La jornada ha ido bien. No es algo que tuviera que importante porque, al fin y al cabo, vas a cobrar lo mismo, aunque te sientes responsable del éxito y es una sensación vigorosa y estimulante que te ayuda a seguir tirando. Tu jefe te ha dicho que te lleves el dinero a casa. Es un hombre risueño y confiado, pero los robos han aumentado por la zona últimamente. Ayer un tipo estampó al diminuto perro de una anciana del barrio contra una marquesina porque ladraba. La violencia ha aumentado conforme lo hacía la temperatura.
La recaudación está en una pequeña caja de caudales de color rojo.

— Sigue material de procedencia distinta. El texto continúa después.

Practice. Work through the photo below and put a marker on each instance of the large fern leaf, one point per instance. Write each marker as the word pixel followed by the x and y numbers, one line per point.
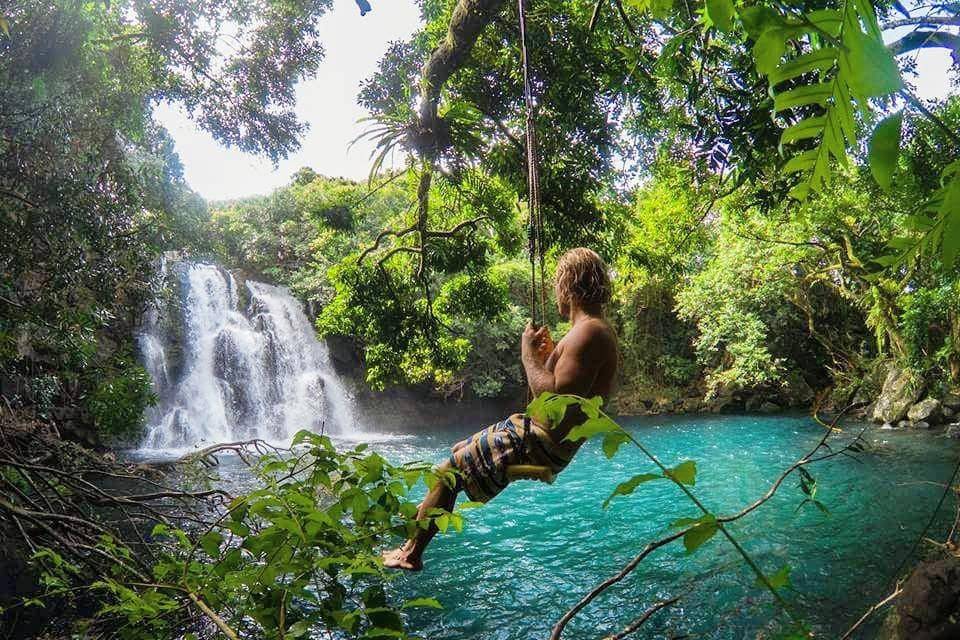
pixel 838 62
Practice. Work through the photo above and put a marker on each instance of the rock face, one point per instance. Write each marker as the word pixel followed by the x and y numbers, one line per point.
pixel 931 598
pixel 951 401
pixel 901 389
pixel 927 410
pixel 769 407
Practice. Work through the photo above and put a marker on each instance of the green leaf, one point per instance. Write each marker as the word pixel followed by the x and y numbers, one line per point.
pixel 431 603
pixel 612 442
pixel 720 13
pixel 550 408
pixel 701 533
pixel 684 473
pixel 801 162
pixel 803 130
pixel 769 48
pixel 759 18
pixel 628 487
pixel 873 72
pixel 777 580
pixel 828 20
pixel 817 60
pixel 298 629
pixel 660 9
pixel 210 543
pixel 950 210
pixel 381 632
pixel 802 96
pixel 884 149
pixel 592 427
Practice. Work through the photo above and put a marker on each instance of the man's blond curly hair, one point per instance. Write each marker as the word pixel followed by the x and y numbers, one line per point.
pixel 582 278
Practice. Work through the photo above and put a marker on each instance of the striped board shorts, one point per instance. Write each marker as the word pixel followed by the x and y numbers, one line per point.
pixel 483 458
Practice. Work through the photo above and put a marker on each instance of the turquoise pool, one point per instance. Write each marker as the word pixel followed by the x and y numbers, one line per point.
pixel 535 550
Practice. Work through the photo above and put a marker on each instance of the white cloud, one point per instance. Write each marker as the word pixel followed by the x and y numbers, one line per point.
pixel 353 45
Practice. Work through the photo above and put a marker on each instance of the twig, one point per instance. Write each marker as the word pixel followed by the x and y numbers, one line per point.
pixel 870 612
pixel 636 624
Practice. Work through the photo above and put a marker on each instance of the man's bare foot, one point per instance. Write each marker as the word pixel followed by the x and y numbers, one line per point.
pixel 399 559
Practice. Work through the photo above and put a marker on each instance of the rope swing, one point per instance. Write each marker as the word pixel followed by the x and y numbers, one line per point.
pixel 534 245
pixel 535 228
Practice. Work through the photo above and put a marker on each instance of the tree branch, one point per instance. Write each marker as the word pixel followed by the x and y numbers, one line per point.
pixel 926 40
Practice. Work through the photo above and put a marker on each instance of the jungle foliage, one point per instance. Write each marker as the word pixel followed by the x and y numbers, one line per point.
pixel 779 210
pixel 90 188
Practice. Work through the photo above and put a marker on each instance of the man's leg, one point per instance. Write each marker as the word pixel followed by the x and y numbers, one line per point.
pixel 410 555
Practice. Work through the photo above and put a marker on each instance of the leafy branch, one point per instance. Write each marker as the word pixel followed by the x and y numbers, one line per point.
pixel 551 409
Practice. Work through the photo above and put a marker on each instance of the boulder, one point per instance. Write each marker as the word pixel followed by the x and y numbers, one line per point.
pixel 663 405
pixel 951 400
pixel 927 606
pixel 927 410
pixel 769 407
pixel 901 389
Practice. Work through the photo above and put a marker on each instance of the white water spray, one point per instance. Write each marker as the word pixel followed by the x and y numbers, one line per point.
pixel 223 373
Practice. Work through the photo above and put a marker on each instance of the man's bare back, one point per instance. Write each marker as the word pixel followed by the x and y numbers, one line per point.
pixel 583 363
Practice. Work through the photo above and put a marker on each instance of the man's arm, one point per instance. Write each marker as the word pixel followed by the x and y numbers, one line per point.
pixel 535 362
pixel 576 368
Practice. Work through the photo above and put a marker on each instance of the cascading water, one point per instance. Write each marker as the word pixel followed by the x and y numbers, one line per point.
pixel 230 364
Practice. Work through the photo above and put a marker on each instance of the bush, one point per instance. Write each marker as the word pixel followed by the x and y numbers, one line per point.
pixel 117 404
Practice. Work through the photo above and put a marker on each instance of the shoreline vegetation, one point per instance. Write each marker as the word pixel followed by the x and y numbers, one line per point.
pixel 780 213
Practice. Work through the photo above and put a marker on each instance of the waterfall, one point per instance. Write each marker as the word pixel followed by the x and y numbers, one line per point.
pixel 234 363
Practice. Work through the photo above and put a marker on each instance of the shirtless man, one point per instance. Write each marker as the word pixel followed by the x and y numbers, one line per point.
pixel 584 363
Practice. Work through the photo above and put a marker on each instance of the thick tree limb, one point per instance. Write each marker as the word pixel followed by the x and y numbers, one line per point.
pixel 923 21
pixel 469 19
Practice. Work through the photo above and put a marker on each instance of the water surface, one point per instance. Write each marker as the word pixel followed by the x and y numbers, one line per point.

Lo único que puedes hacer es meter la caja en una bolsa de papel y colocártela debajo del brazo mientras cierras. Tu sobaco ahora mismo no vale tanto como uno de tus riñones en el mercado negro, pero sí bastante más que lo que llevas puesto. Incluida la corona que te colocaron en el tercer molar superior izquierdo el invierno pasado. Nadie debería sospechar de un joven mal vestido con una bolsa de papel bajo el brazo caminando por una avenida a las cuatro de la tarde de un día de julio. O sí, no estás seguro. A fin de cuentas lo mismo podrías ser el heredero de una estirpe de empresarios cántabros como un desequilibrado con la bañera llena de explosivos. También podrías ser las dos cosas.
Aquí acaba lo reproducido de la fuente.